Пшеничное поле горело, чадя жирным чёрным дымом. Утренний июльский ветер сносил его в сторону крепости, которая громоздким массивом располагалась на верхушке и пологих склонах соседнего холма. У самой кромки поля, прищурившись от жара пламени и первых лучей солнца, стоял юноша, запахнутый в длинную, до пят, серую тунику. Он потирал взмокший лоб, наблюдая за людьми, которые суетились вокруг, собирая уцелевшие колосья.
К нему подошёл сельский староста, держа в опущенной руке серп. У Гарстона была солидная рыжая борода и живот, выпиравший из-под замызганной сажей жилетки.
— Мы почти закончили.
— Много зерна удалось спасти?
— Да уж куда меньше, чем было сожрано порчей. Смотри, дивайн — накажи эту тварь как следует. Чтобы костёр был выше этих, — бородач кивнул в сторону горящего поля.
Гирем равнодушно посмотрел на испачканное сажей лицо селянина и подумал, что разговаривай сейчас с ним дядя или отец, они бы сразу заметили, что равнодушие это показное. После случившегося за последние несколько дней, сохранять спокойствие было очень тяжело.
— Здоровую скотину тоже забейте, пока её не коснулась зараза.
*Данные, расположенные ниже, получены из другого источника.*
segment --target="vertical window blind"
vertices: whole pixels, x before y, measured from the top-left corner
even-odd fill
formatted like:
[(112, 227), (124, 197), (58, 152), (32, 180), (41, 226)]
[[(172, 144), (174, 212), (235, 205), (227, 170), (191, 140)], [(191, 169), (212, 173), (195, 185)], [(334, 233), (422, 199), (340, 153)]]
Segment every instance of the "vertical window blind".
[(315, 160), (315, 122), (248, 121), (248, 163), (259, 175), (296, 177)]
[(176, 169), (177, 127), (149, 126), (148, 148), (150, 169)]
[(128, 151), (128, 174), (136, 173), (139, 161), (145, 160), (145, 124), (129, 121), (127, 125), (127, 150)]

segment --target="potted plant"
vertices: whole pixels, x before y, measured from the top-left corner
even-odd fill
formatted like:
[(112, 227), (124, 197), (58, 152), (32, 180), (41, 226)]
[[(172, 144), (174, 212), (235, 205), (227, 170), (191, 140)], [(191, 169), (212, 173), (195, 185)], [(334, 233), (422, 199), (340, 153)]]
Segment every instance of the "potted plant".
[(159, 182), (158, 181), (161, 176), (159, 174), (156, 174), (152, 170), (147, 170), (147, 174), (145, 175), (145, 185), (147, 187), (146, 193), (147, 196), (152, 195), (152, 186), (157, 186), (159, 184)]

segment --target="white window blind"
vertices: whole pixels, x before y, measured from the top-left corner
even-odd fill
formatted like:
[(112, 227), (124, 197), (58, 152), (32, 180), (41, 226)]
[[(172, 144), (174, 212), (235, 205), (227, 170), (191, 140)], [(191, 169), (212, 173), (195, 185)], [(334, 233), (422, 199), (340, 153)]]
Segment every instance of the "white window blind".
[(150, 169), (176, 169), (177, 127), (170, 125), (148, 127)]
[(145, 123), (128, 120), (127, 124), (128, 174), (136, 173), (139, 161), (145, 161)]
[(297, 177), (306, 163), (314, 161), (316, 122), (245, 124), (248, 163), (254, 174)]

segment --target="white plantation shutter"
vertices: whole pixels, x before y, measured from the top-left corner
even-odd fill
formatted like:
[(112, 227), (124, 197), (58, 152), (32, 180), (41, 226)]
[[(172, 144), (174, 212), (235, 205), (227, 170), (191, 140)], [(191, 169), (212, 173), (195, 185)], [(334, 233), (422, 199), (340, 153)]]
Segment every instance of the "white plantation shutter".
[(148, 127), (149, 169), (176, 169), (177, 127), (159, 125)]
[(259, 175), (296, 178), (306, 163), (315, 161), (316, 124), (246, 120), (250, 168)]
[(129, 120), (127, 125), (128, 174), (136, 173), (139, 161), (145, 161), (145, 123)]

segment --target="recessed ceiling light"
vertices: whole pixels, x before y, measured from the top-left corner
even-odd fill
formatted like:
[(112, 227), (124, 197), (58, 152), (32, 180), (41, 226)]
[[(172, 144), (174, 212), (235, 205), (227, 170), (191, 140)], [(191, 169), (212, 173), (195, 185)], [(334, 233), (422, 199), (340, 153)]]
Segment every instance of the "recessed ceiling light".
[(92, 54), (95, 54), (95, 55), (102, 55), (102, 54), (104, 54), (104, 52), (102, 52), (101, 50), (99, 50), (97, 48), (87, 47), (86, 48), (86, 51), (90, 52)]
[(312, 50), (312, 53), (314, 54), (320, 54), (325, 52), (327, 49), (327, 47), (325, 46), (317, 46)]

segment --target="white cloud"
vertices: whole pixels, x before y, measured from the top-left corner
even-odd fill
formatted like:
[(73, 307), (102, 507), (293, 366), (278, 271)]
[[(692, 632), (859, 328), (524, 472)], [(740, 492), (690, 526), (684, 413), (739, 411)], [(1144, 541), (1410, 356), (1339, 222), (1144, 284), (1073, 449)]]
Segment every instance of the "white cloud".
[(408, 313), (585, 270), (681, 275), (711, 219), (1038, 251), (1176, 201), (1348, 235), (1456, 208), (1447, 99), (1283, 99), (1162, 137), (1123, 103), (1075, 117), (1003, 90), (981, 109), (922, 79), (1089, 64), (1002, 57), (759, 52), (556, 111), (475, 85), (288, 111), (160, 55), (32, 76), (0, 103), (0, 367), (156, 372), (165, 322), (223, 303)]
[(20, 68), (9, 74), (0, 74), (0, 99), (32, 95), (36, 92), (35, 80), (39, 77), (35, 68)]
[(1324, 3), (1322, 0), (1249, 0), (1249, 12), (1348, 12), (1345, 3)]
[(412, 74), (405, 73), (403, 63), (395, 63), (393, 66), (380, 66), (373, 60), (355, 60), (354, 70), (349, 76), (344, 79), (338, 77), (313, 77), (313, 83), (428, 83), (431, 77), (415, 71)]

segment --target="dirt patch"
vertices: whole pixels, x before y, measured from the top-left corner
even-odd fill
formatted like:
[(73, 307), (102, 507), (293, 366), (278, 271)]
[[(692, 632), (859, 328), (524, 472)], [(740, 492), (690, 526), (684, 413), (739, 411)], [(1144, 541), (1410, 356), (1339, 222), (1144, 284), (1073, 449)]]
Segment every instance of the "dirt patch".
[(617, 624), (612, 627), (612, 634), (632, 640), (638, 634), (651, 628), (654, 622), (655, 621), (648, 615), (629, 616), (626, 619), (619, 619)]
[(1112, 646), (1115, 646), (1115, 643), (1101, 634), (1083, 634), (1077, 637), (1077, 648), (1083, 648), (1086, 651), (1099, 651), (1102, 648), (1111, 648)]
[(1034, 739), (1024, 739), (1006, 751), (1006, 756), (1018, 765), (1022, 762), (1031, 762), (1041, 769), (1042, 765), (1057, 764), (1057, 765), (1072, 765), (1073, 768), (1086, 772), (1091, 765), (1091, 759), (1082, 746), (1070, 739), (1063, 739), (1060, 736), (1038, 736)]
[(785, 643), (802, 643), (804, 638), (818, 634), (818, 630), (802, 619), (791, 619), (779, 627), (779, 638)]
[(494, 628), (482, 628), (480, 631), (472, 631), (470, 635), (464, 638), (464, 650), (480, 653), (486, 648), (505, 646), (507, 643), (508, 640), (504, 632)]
Мясо засолите впрок. Да вы и сами знаете, что делать, не так ли?
Гарстон плюнул себе под ноги и побрёл назад. К Гирему неторопливо подошёл Джаркат, закутанный в ворох свободных чёрных накидок. За его плечом болтался объёмный мешок, из которого выглядывало несколько свитков пергамента. Рефрактор висел на перевязи у широкого кушака, вышитого серебристыми узорами.
— Непросто нести бремя власти, Гири?
— Боги видят, это сложнее, чем творить чудеса, — откликнулся юноша и направился к лошадям, которые стояли в тени раскидистого солнцедава. — Посмотри на этих несчастных. Они презирают меня, тогда как я прекрасно понимаю, что должен о них заботиться и защищать. Противоречие разрывает меня на части.
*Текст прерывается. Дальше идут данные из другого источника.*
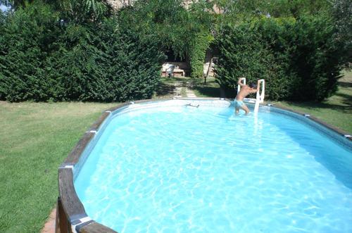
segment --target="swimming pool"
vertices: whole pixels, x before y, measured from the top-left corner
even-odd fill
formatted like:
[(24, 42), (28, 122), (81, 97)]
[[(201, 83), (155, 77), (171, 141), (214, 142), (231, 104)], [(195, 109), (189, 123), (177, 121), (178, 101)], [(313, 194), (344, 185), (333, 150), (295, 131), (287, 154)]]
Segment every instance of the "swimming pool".
[(286, 111), (189, 102), (111, 114), (75, 168), (90, 218), (119, 232), (352, 232), (351, 143)]

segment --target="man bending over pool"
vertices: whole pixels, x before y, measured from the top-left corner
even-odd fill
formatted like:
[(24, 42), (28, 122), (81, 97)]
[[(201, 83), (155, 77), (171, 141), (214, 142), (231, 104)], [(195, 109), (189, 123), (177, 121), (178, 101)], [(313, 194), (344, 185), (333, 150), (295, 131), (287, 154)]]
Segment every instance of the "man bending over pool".
[(237, 93), (237, 95), (234, 99), (234, 108), (236, 109), (237, 115), (239, 114), (239, 108), (243, 109), (246, 112), (246, 115), (249, 113), (249, 109), (248, 109), (248, 107), (243, 102), (243, 99), (246, 98), (246, 96), (249, 94), (256, 93), (258, 92), (259, 88), (259, 82), (260, 81), (258, 80), (256, 84), (251, 83), (249, 86), (247, 86), (241, 82), (241, 77), (239, 78), (237, 84), (241, 86), (241, 90), (239, 93)]

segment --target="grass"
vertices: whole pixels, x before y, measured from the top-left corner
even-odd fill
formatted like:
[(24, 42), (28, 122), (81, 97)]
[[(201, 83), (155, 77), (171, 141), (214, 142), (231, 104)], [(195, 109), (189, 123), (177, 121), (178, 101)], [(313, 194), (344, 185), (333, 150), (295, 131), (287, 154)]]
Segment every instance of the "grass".
[(337, 92), (321, 103), (278, 102), (284, 106), (304, 112), (352, 133), (352, 71), (345, 71), (339, 80)]
[(116, 104), (0, 102), (0, 232), (39, 232), (58, 196), (58, 167)]

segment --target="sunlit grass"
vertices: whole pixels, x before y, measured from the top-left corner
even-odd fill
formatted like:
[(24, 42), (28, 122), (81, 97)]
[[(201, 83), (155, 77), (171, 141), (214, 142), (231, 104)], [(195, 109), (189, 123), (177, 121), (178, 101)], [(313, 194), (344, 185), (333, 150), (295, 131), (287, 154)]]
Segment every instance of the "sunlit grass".
[(57, 172), (101, 111), (116, 104), (0, 102), (0, 232), (39, 232)]

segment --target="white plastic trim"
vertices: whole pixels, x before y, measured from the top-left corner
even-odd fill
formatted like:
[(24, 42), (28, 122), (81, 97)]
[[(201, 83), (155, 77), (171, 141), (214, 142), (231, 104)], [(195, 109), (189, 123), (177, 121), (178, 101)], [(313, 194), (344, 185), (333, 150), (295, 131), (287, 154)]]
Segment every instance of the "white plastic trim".
[(94, 133), (94, 134), (96, 134), (96, 130), (91, 130), (91, 131), (87, 131), (86, 132), (92, 132), (92, 133)]

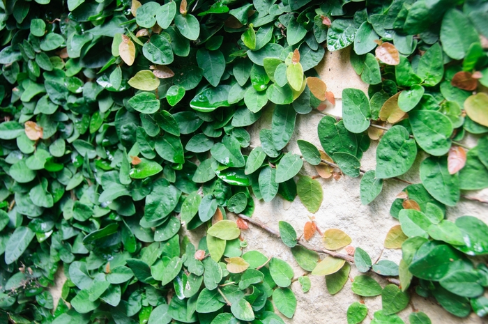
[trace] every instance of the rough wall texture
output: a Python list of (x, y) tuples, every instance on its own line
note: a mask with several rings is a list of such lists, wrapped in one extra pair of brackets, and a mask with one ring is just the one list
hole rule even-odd
[[(324, 59), (317, 67), (321, 78), (327, 84), (328, 90), (334, 93), (336, 98), (335, 107), (328, 107), (324, 112), (340, 116), (342, 102), (340, 100), (342, 89), (344, 88), (360, 88), (367, 91), (367, 86), (362, 82), (356, 74), (349, 62), (349, 51), (340, 52), (326, 52)], [(250, 130), (252, 145), (259, 145), (259, 132), (261, 128), (270, 128), (272, 110), (268, 109), (263, 114), (261, 119)], [(305, 139), (320, 146), (317, 137), (317, 125), (323, 116), (322, 114), (311, 113), (307, 115), (298, 115), (296, 121), (295, 133), (285, 151), (300, 154), (296, 144), (297, 139)], [(369, 149), (364, 154), (361, 160), (362, 168), (366, 170), (375, 167), (375, 152), (377, 141), (372, 141)], [(420, 183), (417, 177), (418, 164), (416, 162), (411, 171), (404, 176), (405, 180), (413, 183)], [(303, 174), (317, 175), (317, 171), (310, 164), (305, 163), (302, 169)], [(384, 182), (381, 194), (369, 206), (363, 206), (359, 196), (359, 184), (360, 178), (351, 178), (342, 177), (338, 180), (330, 178), (319, 179), (323, 190), (323, 201), (319, 211), (314, 215), (315, 221), (319, 228), (325, 231), (328, 229), (337, 228), (344, 231), (353, 240), (351, 245), (360, 247), (367, 251), (374, 261), (381, 253), (383, 244), (388, 230), (396, 225), (398, 222), (390, 215), (389, 210), (395, 196), (400, 192), (406, 184), (397, 180)], [(470, 195), (486, 199), (488, 191), (485, 192), (473, 192)], [(298, 235), (302, 233), (302, 229), (309, 216), (312, 216), (297, 197), (293, 203), (289, 203), (275, 198), (271, 203), (256, 201), (256, 210), (253, 218), (259, 219), (269, 226), (277, 230), (278, 221), (284, 220), (291, 224), (297, 230)], [(453, 220), (457, 217), (470, 215), (480, 217), (488, 222), (488, 208), (486, 205), (478, 202), (462, 199), (454, 208), (448, 208), (447, 216)], [(249, 249), (257, 249), (268, 256), (277, 256), (293, 265), (296, 277), (304, 272), (295, 262), (289, 249), (280, 240), (270, 237), (259, 228), (250, 226), (250, 229), (244, 234), (249, 242)], [(318, 235), (310, 241), (315, 247), (320, 247), (321, 242)], [(398, 263), (401, 258), (399, 250), (385, 249), (381, 259), (388, 259)], [(355, 267), (351, 267), (352, 277), (359, 272)], [(312, 288), (307, 293), (301, 291), (298, 281), (292, 284), (292, 288), (298, 299), (296, 312), (293, 319), (284, 318), (289, 323), (346, 323), (346, 311), (352, 302), (358, 301), (358, 296), (351, 291), (351, 282), (348, 282), (342, 290), (335, 295), (327, 291), (325, 278), (310, 276)], [(384, 286), (387, 282), (379, 276), (375, 276), (381, 284)], [(369, 309), (369, 314), (372, 314), (381, 308), (381, 296), (364, 298), (365, 304)], [(413, 296), (411, 307), (425, 312), (432, 320), (433, 323), (481, 323), (482, 321), (474, 314), (460, 319), (451, 316), (435, 300), (427, 300), (418, 295)], [(411, 307), (404, 310), (399, 316), (408, 321), (408, 316), (411, 311)], [(364, 323), (369, 323), (370, 318), (367, 318)], [(486, 323), (486, 322), (485, 322)]]

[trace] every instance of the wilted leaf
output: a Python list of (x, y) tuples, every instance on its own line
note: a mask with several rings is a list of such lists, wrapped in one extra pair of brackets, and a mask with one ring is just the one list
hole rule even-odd
[(415, 210), (420, 211), (420, 206), (415, 200), (406, 199), (402, 203), (402, 206), (404, 209), (415, 209)]
[(39, 126), (33, 121), (25, 122), (25, 134), (27, 135), (29, 139), (31, 141), (37, 141), (43, 138), (43, 128)]
[(383, 104), (383, 107), (379, 111), (379, 118), (381, 121), (388, 121), (388, 123), (394, 124), (405, 116), (406, 113), (398, 107), (399, 95), (400, 95), (399, 92)]
[(174, 77), (174, 72), (166, 65), (156, 65), (156, 68), (153, 70), (153, 73), (160, 79)]
[(238, 227), (241, 229), (249, 229), (249, 224), (246, 221), (243, 219), (242, 218), (238, 218), (236, 220), (236, 224), (237, 224), (237, 227)]
[(195, 258), (197, 260), (203, 260), (204, 259), (205, 259), (205, 251), (204, 251), (203, 249), (197, 250), (195, 254)]
[(119, 54), (125, 64), (130, 66), (135, 59), (135, 45), (125, 35), (122, 35), (122, 40), (123, 41), (119, 45)]
[(464, 109), (473, 121), (488, 127), (488, 95), (480, 92), (464, 101)]
[(326, 95), (327, 86), (323, 81), (318, 77), (308, 77), (307, 85), (310, 89), (310, 92), (319, 100), (323, 101), (327, 98)]
[(317, 231), (317, 226), (314, 222), (307, 222), (303, 226), (303, 238), (305, 240), (309, 240), (314, 236)]
[(402, 231), (400, 225), (395, 225), (388, 231), (385, 238), (385, 247), (387, 249), (400, 249), (403, 242), (409, 238)]
[(376, 47), (374, 52), (376, 58), (381, 62), (389, 65), (397, 65), (400, 63), (400, 56), (398, 49), (390, 43), (383, 43)]
[(448, 155), (448, 170), (449, 174), (454, 174), (466, 164), (466, 151), (461, 146), (451, 146)]
[(249, 263), (239, 256), (226, 258), (224, 260), (227, 263), (227, 270), (231, 273), (241, 273), (249, 268)]
[(452, 77), (451, 84), (456, 88), (473, 91), (478, 86), (478, 80), (469, 72), (459, 71)]
[(330, 229), (323, 233), (323, 246), (328, 249), (339, 249), (351, 242), (349, 236), (338, 229)]

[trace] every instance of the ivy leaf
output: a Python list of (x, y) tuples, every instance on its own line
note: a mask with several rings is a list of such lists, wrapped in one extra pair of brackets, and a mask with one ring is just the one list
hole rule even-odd
[(159, 79), (150, 70), (139, 71), (128, 81), (132, 88), (146, 91), (151, 91), (158, 88), (160, 84)]
[(278, 222), (281, 239), (289, 247), (296, 245), (296, 232), (289, 223), (280, 220)]
[(307, 210), (315, 213), (322, 203), (323, 193), (320, 183), (309, 176), (302, 176), (296, 184), (296, 191)]
[(417, 146), (409, 131), (395, 125), (383, 135), (376, 149), (376, 177), (379, 179), (401, 176), (411, 167), (417, 156)]

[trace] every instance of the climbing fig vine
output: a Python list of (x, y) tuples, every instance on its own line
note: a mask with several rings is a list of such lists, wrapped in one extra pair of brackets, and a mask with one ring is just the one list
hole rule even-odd
[[(334, 295), (351, 267), (349, 324), (377, 295), (371, 323), (402, 323), (413, 293), (485, 316), (488, 226), (447, 208), (488, 187), (487, 19), (484, 0), (0, 1), (1, 322), (276, 324), (293, 317), (293, 283), (306, 293), (325, 277)], [(326, 50), (350, 52), (367, 93), (328, 91)], [(323, 111), (336, 98), (341, 116)], [(298, 116), (320, 111), (321, 147), (289, 152)], [(363, 204), (409, 183), (384, 242), (399, 264), (313, 217), (303, 229), (252, 217), (277, 195), (314, 214), (318, 178), (360, 176)], [(303, 275), (248, 249), (250, 224)]]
Джаркат, не отставая от длинноного парня ни на шаг, поднял палец.
— Дело в том, Гири, что мы, рефраманты, благословлены богами, а простые люди — нет. Неравенство порождает зависть. Теми крохами знаний о природе нашего дара, что у нас есть, мы с ними не делимся. Естественно, неизвестность порождает страх. Дивайн Беррун Нурвин может призывать демонов, а простой сельский староста Гарстон — лишь полоть грядки и пожинать урожай. Радикальные отличия порождают презрение.
— Всё началось тысячу лет назад, когда мы прибыли на этот континент, обратились к богам и получили их благословение, — кивнув, произнёс Гирем. — Но я думаю, стоит ли считать благословением то, что разбило человечество на две столь неравные части?
— Ты говоришь, как мятежные предводители из далёкого прошлого. Они пытались всё исправить, пытались установить равноправие.
— У них не очень хорошо получилось, да?
— Это всегда оборачивалось катастрофой. Слишком велика разница в возможностях, слишком опасна толпа, вооружённая знаниями и равными правами. Рано или поздно, кто-то из нас перебил бы другую часть. Зная историю, я бы не стал менять порядок вещей. Когда ты поймёшь это и примешь простаков такими, какие они есть, противоречие исчезнет.
— Ты говоришь так, словно меня заботит презрение этих людей. Но дело в том, Джаркат, что я презираю их не меньше, чем они меня.
Гирем принял узду из рук стражника, вскочил на коня и тронул поводья. Историк оседлал своего скакуна. Вместе они неторопливо потрусили к песчаной дороге, которая вела в сторону Ректагеррана. Юноша смотрел на свои ладони, узкие, похожие на пауков, с длинными пальцами. Этой ночью он сжимал ими кинжал, который едва не вонзил в грудь одной из лучших женщин, что он знал. Элли не была рефрамантом, но была хорошим человеком. Тем сильнее болело сердце при мысли о том, что всё это время она могла обманывать его семью.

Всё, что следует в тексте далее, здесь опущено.